Corporations pursuing a strategy of focus allocate most of their resources to doing one thing, where they can excel, be the "best-of-breed" as the authors put it.

"Best-of-breed companies, which do one thing extremely well, have clear priorities, and their incremental edge creates value for customers on mission-critical uses and when customers use them intensely — particularly at large organizations," Wu and Kominers wrote.

Zoom and Slack Technologies (WORK, Financial) are two examples of this. Zoom has allocated most of its resources where its strengths are, video communications. Slack has allocated its resources in one thing it can do best, too, which is team collaboration.

"Because the goal is to ensure that the application is the best of all available options, best-of-breed companies never have to move resources to other projects or accept trade-offs that undercut product quality," Wu and Kominers said.

Corporations pursuing a bundling strategy allocate their resources to several products or services, which they package together in one offering. This strategy is working nicely in software applications where companies can offer add-on applications to their customer offerings.

As the authors explained, "Bundles, however, drive value through integration and can take advantage of more efficient go-to-market sales, not to mention by offering customers the convenience of one-stop-shopping for both sales and support."

While a strategy of focus may lead to breakthrough products that can create new markets, a strategy of bundling can lead to economies of scale, scope and lock-in relations that make it a more viable strategy in the long run. This means that best-of-breed companies have a hard time surviving the competition from larger companies that can offer similar services.

That leaves these companies with two options: merge with a larger company that offers similar products to a broad customer base or partner with other best-of-breed companies.

Slack has chosen the first option, merging with customer relationship management leader Salesforce.com (CRM).

Zoom, on the other hand, pursued the second strategy, counting on Slack, Dropbox (DBX) and 25 other partners to promote its Zoom Apps platform.

"By remaining narrow, the best-of-breed can present itself as a non-threatening partner to other best-of-breed applications in different categories," Wu and Kominers wrote. "Sustaining this position leaves open a growth opportunity to transition from alone application to a multi-sided platform that creates value by allowing for integration with other complementary best-of-breed applications."

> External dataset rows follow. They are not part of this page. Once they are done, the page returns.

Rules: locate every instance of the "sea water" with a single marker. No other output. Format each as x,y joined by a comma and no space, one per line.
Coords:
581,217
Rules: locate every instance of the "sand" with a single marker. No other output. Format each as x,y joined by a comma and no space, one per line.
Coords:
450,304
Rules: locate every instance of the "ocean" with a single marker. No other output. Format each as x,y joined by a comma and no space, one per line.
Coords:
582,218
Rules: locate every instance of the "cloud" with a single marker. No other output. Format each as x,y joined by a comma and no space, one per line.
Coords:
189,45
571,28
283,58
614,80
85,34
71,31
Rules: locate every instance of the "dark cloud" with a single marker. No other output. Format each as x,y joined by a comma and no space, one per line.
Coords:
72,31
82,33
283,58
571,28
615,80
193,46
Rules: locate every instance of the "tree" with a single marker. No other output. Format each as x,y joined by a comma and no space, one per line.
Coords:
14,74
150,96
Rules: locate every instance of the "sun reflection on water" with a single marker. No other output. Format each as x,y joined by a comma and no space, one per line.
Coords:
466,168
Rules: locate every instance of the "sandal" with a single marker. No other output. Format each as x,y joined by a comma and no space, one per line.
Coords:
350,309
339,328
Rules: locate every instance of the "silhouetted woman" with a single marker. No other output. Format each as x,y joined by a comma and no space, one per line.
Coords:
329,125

Thus far, Zoom's strategy has been working. Zoom is beating Microsoft in several key metrics, including three-year revenue and Ebitda growth and economic profit (see tables).

ZM MSFT
Three-year Revenue Growth (%) 121.3 14.7
Three-year EBITDA Growth (%) 184.4 19.5
Current Operating Margin (%) 21.17 38.17
Market Price $337.32 $222.42
Intrinsic Value - $160.70
Company ROIC WACC ROIC-WACC (Economic profit)
ZM 37.92% 6.93% 30.99%
MSFT 28.10% 5.87% 22.23%

Will Zoom's strategy work in the future? That remains to be seen.

Disclosure: I own shares of Microsoft.